Since 1987, TV3 has broadcast a second audio channel on almost all foreign-language series and movies with the original programme audio, first using the Zweikanalton system and later on, using NICAM. Back on analog broadcasting, series and movies were usually broadcast in NICAM stereo. However, sometimes an audio narration track for blind and visually impaired viewers is also provided.

In 1988, TV3 started a decentralization process, first broadcasting programmes in the Aranese language for the Aran Valley and, one year later, opening branch offices in Tarragona, Girona and Lleida and creating the Telenoticies Comarques, a regional news programme broadcast simultaneously in four different editions, one for each of the four Catalan provinces.

During the 1992 Summer Olympics, TV3 and TVE created the Olympic Channel, a joint network to provide coverage for the Olympic Games using Canal 33's frequency.

In 1999, Televisió de Catalunya started broadcasting in the Digital terrestrial television system, and regular DTT broadcasts started in 2002.

==Coverage==
Televisió de Catalunya's terrestrial channels are available in Catalonia, its home region. Thanks to agreements with the neighboring territories, they can be received in the Balearic Islands (TV3CAT, SX3/33 and 3CatInfo only), Andorra (all channels) and Northern Catalonia (all channels). The agreement with the Balearic Islands is reciprocal, as in the public balearic channel IB3 Global is available in Catalonia as well.

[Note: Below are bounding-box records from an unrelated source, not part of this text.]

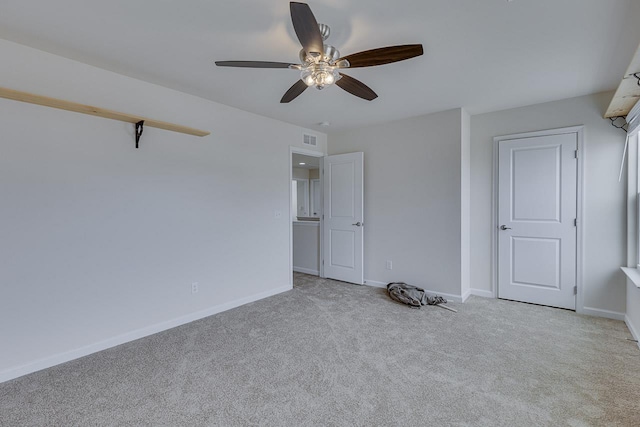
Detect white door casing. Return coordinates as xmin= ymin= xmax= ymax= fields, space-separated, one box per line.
xmin=309 ymin=179 xmax=322 ymax=217
xmin=497 ymin=133 xmax=578 ymax=310
xmin=323 ymin=153 xmax=364 ymax=285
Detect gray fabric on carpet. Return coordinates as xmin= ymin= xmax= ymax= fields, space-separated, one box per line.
xmin=0 ymin=274 xmax=640 ymax=426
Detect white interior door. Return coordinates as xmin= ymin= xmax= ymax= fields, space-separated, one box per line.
xmin=323 ymin=153 xmax=364 ymax=285
xmin=497 ymin=133 xmax=577 ymax=310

Since 1985 and until 2011, TVC's channels were also available in the Valencian Community thanks to transmitters run by volunteers from Acció Cultural del País Valencià. This transmission ceased in 2011 when the Generalitat Valenciana ordered its termination.

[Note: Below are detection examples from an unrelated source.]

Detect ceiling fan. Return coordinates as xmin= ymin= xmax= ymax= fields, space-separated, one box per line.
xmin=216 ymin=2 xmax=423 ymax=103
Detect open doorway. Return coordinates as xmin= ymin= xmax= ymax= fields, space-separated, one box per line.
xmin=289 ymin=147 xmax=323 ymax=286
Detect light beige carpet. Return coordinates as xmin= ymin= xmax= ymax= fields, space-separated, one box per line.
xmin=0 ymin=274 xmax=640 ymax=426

TV3CAT is available worldwide via its online TV service "3alacarta".
The TV3CAT signal is carried by cable operators: Ono, Movistar Plus, Euskaltel, Freebox, Digi TV, Kabel BW, Evrotur, Sofiacable and Cable Mágico. It was previously broadcast via satellites Astra (in Europe) and Hispasat (in Europe and the Americas).

==Channels==
===TV3 ===

TV3 is TVC's first and main channel. A generalist channel, it broadcasts news and entertainment programmes, as well as fiction series and movies. In February 2011, it began simultaneous broadcasting in high definition (HD). On January 16, 2024, the HD signal completely replaced the standard definition (SD) signal, broadcasting exclusively in HD.

===33===

TVC's second channel, El 33 is a cultural channel. Its programming consists of cultural programmes, documentaries and debates. Until 2011 and the creation of the sport channel Esport 3, it also broadcast sport events and programmes.

Originally called Canal 33, in 2003 it underwent a restructuring that split it into two channels that shared the same frequency: 33 and K3. While this is still true for analogical broadcasting, since December 2006, 33 has a channel of its own in digital terrestrial television.

===SX3===

SX3 is a children's and teenagers' channel, that broadcasts from 6:00 to 21:30 on DTT (sharing its DTT channel with El 33) and 24 hours online on IPTV and HbbTV. It broadcasts both entertainment and educational programmes, for a wide range of ages. Early morning programmes are usually directed to younger children and use the brand S3, while the afternoon is directed more towards teenagers under the brand X3. It started on 10 October 2022, replacing Canal Super 3.

SX3 is the third incarnation of a children's and teenagers' channel from TVC, as Canal Super 3 replaced in 2009 in turn the previous children's channel, K3, which started in 2001.

===Esport 3===

Esport3 is TVC's sports channel. It started its emission tests in October 2010 and started its regular emissions in early 2011. It broadcasts sports events and sports programmes (Temps d'aventura).

===3CatInfo===

3CatInfo is TVC's 24-hour news channel, launched in 2003.

===TV3CAT===

TV3CAT (known as TVCi until June 2009) is TVC's international channel, launched in 1995. It broadcasts a selection of TV3 and 33 programmes, as well as fiction series and movies.